In its largest iWay initiative to date, NCFB is putting the finishing touches on a Web-based credit card application that will allow agents at NCFB's branch offices to accept online credit card payments and enable customers to make payments from home. iWay's change data capture capabilities will play an essential role. "In this architecture, iWay moves data to the server where we can quickly capture the amount currently due for each bill," Wall explains. "Payment information is stored on a Windows NT server, and each night we use DataMigrator to upload the changes back to our mainframe systems."
Reaping a Bountiful Harvest of Benefits
The North Carolina Farm Bureau Mutual Insurance Company is experiencing many benefits as a result of its iWay implementation. Once the new credit card application goes online, they will be depending on iWay to automate more than 150 ETL processes. "The processes we have created with iWay are boosting our productivity, reducing costs, and enhancing revenue," says Wall. "Instead of taxing an overburdened mainframe, we are offloading claims-processing cycles to other servers and opening a larger work window for nightly batch processes. iWay has also alleviated the need for my staff to write so many COBOL programs and reduced the programming time for creating data conversion routines."

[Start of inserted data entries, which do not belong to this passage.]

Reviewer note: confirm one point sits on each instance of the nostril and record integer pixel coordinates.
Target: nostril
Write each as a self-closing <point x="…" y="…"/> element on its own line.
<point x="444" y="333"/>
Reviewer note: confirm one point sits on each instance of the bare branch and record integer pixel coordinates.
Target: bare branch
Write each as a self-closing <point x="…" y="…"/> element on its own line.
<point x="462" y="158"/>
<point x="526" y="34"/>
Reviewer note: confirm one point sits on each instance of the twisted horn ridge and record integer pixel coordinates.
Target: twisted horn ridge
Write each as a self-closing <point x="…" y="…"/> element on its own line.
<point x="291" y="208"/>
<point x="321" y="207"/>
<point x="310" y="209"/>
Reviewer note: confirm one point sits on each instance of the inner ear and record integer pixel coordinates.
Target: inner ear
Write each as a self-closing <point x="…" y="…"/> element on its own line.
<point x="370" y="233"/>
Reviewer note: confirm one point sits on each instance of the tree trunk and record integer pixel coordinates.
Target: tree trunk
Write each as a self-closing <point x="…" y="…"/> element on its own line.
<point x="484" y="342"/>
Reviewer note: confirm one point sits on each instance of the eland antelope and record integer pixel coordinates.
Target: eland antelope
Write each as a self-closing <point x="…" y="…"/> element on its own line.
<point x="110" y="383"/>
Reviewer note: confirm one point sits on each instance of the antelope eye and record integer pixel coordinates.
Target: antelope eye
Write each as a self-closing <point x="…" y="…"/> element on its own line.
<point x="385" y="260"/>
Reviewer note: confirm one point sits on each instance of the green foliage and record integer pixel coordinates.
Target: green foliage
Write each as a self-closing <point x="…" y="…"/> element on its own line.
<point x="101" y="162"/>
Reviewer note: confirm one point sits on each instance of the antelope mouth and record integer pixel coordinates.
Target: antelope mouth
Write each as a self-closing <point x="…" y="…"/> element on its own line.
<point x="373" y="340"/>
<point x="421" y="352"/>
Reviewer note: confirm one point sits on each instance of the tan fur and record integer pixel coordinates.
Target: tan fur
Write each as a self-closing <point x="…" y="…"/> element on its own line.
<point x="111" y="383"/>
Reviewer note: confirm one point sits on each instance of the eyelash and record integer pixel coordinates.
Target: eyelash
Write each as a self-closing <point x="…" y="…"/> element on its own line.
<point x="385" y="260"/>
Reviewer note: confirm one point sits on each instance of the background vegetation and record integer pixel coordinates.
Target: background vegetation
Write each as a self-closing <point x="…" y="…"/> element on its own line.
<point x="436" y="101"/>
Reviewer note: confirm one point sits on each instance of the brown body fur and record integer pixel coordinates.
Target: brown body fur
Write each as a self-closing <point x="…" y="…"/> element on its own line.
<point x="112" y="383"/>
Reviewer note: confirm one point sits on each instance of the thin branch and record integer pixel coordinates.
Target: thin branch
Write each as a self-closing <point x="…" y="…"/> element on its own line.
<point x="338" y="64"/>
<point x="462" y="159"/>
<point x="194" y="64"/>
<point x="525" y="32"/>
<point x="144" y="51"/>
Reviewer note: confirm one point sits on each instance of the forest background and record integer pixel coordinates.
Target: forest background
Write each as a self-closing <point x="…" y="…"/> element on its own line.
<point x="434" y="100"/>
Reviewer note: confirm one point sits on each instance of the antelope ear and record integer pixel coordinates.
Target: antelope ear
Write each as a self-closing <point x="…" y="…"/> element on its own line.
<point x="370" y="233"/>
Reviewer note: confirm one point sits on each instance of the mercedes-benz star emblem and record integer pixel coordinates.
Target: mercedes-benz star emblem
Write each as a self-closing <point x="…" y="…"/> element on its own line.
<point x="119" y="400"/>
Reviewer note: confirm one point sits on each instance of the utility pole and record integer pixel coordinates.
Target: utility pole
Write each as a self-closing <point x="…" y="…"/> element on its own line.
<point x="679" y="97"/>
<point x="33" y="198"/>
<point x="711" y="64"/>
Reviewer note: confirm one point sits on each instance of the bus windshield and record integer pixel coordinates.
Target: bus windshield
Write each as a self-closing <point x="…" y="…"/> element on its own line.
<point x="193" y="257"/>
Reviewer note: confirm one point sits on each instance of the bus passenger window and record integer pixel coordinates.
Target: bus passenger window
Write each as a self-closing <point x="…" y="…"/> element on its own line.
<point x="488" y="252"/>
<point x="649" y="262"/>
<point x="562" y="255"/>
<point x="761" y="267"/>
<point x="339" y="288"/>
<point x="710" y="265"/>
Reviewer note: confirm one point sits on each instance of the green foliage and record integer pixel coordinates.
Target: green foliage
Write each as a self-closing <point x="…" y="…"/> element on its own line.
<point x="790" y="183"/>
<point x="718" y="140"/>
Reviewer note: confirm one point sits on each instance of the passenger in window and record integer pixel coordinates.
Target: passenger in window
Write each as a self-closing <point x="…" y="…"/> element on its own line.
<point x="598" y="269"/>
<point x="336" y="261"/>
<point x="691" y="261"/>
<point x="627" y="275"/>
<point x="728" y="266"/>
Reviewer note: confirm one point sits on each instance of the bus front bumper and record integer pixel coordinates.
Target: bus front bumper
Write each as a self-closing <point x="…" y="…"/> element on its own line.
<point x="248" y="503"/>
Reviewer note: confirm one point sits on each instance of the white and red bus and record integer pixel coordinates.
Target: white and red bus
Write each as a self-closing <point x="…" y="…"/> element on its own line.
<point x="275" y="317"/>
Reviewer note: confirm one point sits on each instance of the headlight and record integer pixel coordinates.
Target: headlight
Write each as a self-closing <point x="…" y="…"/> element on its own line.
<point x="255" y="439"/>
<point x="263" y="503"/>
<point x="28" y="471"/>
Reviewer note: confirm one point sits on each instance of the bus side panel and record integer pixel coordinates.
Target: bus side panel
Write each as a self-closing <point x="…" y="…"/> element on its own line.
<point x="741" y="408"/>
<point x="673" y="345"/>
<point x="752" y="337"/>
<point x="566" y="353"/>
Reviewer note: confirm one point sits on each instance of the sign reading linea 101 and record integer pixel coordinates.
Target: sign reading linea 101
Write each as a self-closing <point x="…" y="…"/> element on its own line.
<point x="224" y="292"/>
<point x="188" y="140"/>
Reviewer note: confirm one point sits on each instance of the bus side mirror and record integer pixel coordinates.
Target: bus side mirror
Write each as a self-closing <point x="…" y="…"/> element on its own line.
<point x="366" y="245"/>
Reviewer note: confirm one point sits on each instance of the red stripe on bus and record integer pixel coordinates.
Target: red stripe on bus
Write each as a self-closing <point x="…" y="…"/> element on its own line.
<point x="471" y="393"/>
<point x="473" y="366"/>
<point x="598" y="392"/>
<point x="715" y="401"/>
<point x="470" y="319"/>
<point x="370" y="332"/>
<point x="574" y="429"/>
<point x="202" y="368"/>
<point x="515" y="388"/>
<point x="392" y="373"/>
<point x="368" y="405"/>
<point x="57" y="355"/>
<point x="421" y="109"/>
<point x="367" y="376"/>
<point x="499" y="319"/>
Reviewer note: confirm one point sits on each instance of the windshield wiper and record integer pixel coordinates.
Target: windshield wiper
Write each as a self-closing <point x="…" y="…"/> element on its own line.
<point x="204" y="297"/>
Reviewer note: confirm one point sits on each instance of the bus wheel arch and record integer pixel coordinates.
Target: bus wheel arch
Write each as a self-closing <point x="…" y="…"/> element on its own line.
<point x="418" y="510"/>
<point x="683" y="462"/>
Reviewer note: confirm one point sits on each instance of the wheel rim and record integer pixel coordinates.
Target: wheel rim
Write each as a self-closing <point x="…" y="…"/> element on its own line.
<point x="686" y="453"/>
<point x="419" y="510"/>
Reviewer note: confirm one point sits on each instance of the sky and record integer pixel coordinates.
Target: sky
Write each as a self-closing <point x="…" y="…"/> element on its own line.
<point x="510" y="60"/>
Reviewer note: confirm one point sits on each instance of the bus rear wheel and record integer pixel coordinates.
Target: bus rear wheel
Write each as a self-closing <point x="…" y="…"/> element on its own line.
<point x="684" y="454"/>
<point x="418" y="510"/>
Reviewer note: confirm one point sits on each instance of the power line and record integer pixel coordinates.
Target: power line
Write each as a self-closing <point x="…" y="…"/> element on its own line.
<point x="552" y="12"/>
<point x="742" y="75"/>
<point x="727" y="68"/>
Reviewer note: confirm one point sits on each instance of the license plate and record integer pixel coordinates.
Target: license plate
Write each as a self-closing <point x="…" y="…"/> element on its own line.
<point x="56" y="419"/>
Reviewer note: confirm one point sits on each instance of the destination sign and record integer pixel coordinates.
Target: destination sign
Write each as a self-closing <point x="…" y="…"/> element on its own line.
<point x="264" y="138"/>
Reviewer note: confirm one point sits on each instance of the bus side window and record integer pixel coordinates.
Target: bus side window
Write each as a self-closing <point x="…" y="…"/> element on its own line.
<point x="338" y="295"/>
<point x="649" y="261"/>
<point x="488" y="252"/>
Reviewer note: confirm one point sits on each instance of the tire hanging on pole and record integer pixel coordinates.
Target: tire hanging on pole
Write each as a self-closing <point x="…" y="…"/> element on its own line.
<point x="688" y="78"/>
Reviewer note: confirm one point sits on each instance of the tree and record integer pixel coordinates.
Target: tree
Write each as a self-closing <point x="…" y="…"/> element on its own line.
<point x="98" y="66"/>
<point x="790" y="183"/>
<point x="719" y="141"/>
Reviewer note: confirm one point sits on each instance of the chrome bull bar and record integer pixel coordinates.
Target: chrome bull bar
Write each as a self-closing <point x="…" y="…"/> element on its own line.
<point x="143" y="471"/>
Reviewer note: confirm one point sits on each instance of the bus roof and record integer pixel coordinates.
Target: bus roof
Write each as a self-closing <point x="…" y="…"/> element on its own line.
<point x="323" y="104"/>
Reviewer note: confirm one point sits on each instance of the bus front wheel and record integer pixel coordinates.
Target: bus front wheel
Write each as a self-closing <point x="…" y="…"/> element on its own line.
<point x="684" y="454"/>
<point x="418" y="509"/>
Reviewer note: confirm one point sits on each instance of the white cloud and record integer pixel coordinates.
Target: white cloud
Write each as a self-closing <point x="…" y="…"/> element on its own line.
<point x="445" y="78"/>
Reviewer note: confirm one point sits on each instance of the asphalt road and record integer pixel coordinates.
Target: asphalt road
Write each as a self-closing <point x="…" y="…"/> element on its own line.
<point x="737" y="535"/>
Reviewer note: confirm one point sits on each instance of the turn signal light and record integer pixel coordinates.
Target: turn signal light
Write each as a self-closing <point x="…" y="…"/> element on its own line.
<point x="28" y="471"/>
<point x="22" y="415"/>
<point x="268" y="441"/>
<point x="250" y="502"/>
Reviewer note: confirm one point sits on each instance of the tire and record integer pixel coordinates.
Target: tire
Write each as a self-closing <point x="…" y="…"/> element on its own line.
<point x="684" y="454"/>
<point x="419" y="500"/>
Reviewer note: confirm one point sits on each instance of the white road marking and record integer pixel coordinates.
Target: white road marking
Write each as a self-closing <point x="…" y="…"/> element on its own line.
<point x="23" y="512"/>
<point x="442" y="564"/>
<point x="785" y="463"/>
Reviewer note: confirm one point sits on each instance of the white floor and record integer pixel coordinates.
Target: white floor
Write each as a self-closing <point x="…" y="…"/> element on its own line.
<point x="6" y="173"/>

Now that NCFB has become acquainted with iWay's basic ETL functions, developers are delving into more sophisticated capabilities. For example, iWay is helping NCFB to centralize and automate the scheduling of jobs running on multiple servers. "iWay allows us to distribute query processing more efficiently across the enterprise," Wall says. "Our customers benefit directly through streamlined bill-paying processes and better response time."
In the future, NCFB plans to leverage iWay for other e-business processes as well. "As we build new Web applications, we won't have to spend time trying to figure out how to move data to and from our operational databases," says Wall. "Thanks to iWay, we can quickly move data to any platform, which helps us build Web applications faster."